A fuerza de invadir nuestros oídos con sus fuertes connotaciones moralizantes, el vocabulario de la crisis termina intrigando. En enero pasado, en vísperas del Foro Económico de Davos, su presidente, Klaus Schwab, hablaba claramente de “pecado”: “Pagamos los pecados de estos últimos diez años”, diagnosticaba, antes de preguntarse “si los países que pecaron, en particular los del Sur, tienen la voluntad política de emprender las reformas necesarias”. En Le Point, bajo la pluma de Franz-Olivier Giesbert, el saldo de nuestras bacanales desenfrenadas es mayor: el editorialista lamenta “treinta años de tonterías, locuras e imprevisión, en los que hemos vivido por encima de nuestros recursos”.
Dirigentes y comentaristas repiten el mismo discurso puramente fantasioso: mostrándose perezosos, despreocupados, dispendiosos, los pueblos europeos habrían atraído hacia sí, como un justo castigo, la plaga bíblica de la crisis.
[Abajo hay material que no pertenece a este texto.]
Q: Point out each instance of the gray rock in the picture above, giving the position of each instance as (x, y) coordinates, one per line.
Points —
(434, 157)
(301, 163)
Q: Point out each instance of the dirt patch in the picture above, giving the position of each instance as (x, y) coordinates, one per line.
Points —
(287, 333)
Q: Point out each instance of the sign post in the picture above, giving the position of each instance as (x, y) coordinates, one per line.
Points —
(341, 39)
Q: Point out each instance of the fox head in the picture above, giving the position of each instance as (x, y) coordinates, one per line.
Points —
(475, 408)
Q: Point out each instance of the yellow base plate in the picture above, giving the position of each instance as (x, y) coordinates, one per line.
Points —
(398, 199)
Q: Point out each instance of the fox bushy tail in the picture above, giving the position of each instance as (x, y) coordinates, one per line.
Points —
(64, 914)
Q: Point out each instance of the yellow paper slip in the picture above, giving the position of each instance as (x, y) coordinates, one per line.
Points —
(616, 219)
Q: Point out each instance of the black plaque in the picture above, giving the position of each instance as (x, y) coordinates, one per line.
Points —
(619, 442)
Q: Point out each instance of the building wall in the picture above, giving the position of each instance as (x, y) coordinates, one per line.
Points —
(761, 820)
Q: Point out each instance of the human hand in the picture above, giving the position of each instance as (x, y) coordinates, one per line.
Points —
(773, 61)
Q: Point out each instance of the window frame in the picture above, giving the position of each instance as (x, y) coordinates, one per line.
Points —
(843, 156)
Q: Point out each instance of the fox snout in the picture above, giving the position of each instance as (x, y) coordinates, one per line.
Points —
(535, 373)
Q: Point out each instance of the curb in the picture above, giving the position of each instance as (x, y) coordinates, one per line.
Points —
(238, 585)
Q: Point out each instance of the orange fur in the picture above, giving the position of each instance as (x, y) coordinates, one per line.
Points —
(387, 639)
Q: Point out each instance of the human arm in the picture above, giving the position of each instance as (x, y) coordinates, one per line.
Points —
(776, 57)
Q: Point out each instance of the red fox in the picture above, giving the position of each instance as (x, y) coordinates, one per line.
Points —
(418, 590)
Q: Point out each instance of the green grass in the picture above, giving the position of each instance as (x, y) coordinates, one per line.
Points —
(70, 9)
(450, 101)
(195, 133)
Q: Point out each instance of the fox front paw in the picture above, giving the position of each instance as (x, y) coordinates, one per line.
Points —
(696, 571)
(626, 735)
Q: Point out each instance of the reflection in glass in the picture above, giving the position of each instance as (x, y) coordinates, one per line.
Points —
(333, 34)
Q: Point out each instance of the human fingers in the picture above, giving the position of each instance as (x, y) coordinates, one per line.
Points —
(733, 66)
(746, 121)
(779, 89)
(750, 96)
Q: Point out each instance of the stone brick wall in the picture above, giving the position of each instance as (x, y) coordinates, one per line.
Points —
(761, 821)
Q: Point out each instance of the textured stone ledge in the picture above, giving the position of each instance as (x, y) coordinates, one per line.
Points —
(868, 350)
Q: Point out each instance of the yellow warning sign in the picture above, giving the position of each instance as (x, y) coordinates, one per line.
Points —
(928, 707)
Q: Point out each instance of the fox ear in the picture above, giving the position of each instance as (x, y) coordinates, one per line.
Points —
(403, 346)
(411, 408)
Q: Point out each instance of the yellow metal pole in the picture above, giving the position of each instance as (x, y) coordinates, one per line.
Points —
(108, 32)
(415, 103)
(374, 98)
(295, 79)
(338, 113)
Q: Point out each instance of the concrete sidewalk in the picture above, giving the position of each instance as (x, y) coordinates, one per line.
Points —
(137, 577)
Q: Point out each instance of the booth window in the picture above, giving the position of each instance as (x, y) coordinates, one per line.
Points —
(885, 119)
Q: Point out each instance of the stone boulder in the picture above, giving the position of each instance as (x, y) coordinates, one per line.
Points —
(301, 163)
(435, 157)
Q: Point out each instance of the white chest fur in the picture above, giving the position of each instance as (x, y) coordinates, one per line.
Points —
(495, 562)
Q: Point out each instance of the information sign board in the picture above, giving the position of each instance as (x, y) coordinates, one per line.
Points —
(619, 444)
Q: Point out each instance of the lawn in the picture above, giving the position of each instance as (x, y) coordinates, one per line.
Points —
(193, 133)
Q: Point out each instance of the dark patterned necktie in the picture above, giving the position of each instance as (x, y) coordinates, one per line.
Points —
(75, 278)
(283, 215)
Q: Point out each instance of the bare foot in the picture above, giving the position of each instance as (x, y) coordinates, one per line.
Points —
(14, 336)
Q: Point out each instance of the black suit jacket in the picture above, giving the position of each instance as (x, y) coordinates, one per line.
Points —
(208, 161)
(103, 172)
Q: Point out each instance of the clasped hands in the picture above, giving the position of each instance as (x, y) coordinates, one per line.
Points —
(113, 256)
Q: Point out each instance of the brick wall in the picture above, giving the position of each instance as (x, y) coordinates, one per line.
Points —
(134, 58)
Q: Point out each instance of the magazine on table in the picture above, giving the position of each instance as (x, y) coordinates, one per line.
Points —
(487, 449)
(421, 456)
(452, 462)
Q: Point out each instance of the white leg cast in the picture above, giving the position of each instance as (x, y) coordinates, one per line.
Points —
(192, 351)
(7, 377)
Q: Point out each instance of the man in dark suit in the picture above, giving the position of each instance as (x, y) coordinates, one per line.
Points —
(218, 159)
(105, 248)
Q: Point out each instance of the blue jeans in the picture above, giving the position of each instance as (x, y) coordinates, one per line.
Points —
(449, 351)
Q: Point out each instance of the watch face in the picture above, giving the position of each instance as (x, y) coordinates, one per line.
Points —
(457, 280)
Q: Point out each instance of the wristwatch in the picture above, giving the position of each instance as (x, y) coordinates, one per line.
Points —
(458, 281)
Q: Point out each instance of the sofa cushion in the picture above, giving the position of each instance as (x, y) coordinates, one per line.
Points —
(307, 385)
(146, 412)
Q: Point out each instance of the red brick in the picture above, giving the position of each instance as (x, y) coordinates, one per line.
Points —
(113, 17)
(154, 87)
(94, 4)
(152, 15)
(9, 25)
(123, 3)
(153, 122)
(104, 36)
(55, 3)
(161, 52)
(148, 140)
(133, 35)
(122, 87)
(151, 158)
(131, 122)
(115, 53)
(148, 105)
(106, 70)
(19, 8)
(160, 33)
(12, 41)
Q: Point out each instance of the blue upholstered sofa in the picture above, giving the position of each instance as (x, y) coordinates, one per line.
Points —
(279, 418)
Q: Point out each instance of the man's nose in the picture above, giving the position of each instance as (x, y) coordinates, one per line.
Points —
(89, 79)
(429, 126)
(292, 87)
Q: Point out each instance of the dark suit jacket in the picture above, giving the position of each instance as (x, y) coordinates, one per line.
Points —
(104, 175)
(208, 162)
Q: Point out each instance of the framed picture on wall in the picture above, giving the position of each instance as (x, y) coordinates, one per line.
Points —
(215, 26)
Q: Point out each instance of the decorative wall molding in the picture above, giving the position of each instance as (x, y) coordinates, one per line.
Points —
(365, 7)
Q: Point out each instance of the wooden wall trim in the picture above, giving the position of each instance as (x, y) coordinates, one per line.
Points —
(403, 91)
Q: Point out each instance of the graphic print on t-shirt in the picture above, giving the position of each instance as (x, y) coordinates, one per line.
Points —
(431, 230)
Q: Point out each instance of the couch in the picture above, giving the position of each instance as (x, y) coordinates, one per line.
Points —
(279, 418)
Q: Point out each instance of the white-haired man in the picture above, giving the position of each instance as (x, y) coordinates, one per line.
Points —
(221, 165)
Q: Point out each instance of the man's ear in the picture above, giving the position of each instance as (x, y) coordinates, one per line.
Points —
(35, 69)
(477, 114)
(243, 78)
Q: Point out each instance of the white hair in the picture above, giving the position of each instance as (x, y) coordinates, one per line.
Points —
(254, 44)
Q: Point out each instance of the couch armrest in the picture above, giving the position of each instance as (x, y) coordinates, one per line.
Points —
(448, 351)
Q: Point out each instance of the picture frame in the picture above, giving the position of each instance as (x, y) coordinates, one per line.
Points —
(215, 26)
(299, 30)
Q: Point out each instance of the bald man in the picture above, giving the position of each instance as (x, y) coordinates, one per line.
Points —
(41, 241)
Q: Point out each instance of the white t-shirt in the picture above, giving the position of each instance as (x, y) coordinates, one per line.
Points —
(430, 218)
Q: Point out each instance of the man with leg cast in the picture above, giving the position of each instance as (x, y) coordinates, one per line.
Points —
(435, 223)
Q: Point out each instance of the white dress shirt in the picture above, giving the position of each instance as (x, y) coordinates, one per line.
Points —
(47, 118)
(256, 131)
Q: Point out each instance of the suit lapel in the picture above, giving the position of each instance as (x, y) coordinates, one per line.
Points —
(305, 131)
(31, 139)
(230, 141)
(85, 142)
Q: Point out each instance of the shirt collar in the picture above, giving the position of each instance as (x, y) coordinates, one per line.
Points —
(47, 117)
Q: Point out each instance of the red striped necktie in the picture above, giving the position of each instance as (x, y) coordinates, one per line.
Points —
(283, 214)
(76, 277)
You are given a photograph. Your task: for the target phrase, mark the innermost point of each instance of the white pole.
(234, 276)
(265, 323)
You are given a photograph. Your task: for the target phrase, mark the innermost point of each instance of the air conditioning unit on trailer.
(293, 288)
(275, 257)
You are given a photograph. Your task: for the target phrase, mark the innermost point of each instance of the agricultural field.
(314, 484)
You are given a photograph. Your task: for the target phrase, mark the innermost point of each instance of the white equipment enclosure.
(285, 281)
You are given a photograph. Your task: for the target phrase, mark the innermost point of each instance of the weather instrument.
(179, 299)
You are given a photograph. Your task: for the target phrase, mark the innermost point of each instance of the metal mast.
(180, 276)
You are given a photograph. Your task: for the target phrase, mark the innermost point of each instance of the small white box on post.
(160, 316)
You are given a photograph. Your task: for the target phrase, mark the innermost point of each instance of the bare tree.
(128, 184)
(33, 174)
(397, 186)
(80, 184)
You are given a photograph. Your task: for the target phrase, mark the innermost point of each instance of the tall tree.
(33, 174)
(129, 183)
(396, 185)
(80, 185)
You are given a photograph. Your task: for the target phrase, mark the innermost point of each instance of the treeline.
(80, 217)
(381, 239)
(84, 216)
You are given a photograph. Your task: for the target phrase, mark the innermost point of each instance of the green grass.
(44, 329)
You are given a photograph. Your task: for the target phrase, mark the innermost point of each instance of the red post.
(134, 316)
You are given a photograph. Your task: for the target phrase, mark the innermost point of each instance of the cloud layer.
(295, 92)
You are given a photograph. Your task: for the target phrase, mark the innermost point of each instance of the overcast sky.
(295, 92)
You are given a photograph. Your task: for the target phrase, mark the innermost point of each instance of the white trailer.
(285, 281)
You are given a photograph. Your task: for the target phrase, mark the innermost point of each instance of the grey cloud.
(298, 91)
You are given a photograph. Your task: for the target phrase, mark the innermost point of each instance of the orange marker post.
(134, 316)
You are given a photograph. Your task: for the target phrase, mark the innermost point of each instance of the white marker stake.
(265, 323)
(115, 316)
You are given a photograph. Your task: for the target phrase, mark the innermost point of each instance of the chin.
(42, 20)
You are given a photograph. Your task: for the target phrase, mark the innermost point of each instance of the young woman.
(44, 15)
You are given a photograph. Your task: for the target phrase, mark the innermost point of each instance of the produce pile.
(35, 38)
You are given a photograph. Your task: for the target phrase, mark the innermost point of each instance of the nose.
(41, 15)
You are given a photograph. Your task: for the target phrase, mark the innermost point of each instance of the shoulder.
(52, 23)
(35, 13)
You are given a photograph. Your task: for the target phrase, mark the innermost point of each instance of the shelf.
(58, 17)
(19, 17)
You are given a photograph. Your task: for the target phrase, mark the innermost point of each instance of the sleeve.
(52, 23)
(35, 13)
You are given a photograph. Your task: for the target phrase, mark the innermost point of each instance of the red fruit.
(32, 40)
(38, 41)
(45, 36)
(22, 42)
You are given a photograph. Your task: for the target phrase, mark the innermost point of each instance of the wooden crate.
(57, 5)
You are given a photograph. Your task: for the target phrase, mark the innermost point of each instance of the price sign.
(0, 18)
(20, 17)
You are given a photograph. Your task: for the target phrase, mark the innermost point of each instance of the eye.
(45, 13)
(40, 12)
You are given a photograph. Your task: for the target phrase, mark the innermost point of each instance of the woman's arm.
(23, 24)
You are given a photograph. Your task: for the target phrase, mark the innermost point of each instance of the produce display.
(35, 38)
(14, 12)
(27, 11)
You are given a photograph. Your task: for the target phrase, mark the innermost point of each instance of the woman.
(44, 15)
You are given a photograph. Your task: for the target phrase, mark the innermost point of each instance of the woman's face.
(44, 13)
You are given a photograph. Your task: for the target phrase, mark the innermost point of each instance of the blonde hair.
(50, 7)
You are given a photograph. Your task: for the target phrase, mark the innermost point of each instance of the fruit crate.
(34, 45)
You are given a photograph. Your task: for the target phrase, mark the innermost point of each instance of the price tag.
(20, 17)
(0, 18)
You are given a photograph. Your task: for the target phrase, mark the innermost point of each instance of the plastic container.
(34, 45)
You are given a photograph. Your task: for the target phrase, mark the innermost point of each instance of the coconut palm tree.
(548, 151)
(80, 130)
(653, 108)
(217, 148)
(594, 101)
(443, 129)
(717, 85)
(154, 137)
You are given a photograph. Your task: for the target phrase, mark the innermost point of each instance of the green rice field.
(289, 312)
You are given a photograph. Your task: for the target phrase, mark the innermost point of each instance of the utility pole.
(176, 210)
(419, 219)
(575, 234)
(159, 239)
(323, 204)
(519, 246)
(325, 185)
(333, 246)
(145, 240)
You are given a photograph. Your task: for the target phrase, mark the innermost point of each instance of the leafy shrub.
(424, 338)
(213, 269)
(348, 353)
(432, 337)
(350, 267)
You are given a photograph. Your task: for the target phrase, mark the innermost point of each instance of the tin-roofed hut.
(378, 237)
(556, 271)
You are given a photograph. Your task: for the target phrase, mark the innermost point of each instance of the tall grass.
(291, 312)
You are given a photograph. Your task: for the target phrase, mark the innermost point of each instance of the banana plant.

Ahora deben expiar. Es necesario “ajustarse el cinturón”, honrar las buenas y viejas virtudes del ahorro y la frugalidad. Le Monde (17 de enero de 2012) cita el ejemplo de Dinamarca, país modelo al cual una “dieta de papas” permitió gozar nuevamente de los favores de las agencias de calificación. Y en su discurso de asunción, en diciembre de 2011, el presidente del gobierno español, Mariano Rajoy, arengaba a sus compatriotas: “Nos enfrentamos a una tarea ingrata, como la que atraviesan esos padres que se las ingenian para dar de comer a cuatro con el dinero de dos”...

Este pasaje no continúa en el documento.